Avec l’arrivée en concession de la deuxième génération de 3008, le 15 octobre, Peugeot s’est demandé comment faire connaître et faire tester les aides à la conduite. La marque a opté pour des technologies virtuelles, au travers de ce qu’il a baptisé Peugeot Amplifed Experience. « Suite à un partenariat avec Samsung, notre réseau dispose de 2 000 casques Gear VR. Chacune des 1 700 concessions dans onze pays européens a dû en acquérir au moins un, explique Anne-Laure Mérillon, responsable internationale du département digital. Un conseiller guide le client dans ce monde virtuel afin de lui présenter le SUV en détail en navigation 3D. » Le client peut ainsi se familiariser avec les commandes du tableau de bord, notamment le freinage automatique d’urgence, le système de parking VisioPark ou le régulateur adaptatif.

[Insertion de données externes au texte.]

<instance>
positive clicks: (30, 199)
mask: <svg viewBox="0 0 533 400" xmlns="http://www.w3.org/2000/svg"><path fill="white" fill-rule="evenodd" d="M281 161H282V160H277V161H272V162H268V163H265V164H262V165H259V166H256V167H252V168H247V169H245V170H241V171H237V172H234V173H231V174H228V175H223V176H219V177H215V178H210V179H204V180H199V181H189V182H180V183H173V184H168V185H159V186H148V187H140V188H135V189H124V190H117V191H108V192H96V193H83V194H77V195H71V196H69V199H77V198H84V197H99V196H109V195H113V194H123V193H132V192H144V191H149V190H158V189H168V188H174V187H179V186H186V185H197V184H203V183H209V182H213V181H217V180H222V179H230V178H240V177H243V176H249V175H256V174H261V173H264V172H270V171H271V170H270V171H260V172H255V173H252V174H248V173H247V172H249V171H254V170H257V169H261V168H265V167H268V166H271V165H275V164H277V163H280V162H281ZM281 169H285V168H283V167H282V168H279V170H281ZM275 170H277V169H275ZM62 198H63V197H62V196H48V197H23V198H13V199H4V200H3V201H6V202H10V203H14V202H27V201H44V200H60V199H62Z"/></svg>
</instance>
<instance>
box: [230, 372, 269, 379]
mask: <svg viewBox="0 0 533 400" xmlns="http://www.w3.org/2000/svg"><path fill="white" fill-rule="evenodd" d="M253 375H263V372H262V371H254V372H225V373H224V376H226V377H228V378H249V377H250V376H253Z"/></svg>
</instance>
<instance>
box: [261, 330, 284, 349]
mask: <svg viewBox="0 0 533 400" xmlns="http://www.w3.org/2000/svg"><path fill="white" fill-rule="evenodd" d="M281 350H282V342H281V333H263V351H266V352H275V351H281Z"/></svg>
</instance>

Cinq films didactiques permettent d’affiner l’expérience et de présenter des technologies difficiles à mettre en scène lors des tours d’essai.

Les lunettes en carton


Peugeot veut séduire une clientèle plus jeune avec cette nouvelle approche.
« À travers cette nouvelle approche, Peugeot veut séduire une clientèle plus jeune, habituée aux jeux vidéo, nous explique ce directeur de concession lyonnais. Cette approche vise à générer davantage de leads et, au final, du trafic en point de vente. Près de 80 % de nos commandes de 3008 se font en niveau de finition 3 ou 4. Cette performance n’est peut-être pas uniquement liée au casque. Mais ce qui est certain, c’est que nos vendeurs parviennent à vendre plus facilement des options très compliquées à expliquer. » Dans un deuxième temps, le client potentiel du 3008 a pu renouveler et approfondir cette découverte chez lui, à l’aide des lunettes en carton de Google, envoyées gratuitement sur demande, et de l’application dédiée. « Moins d’un mois après le lancement de l’opération, les 10 000 lunettes sont parties », assure-t-on chez Peugeot. Des visites dans les concessions et des appels nous ont cependant montré que certains vendeurs étaient mal informés de ce second aspect de l’opération.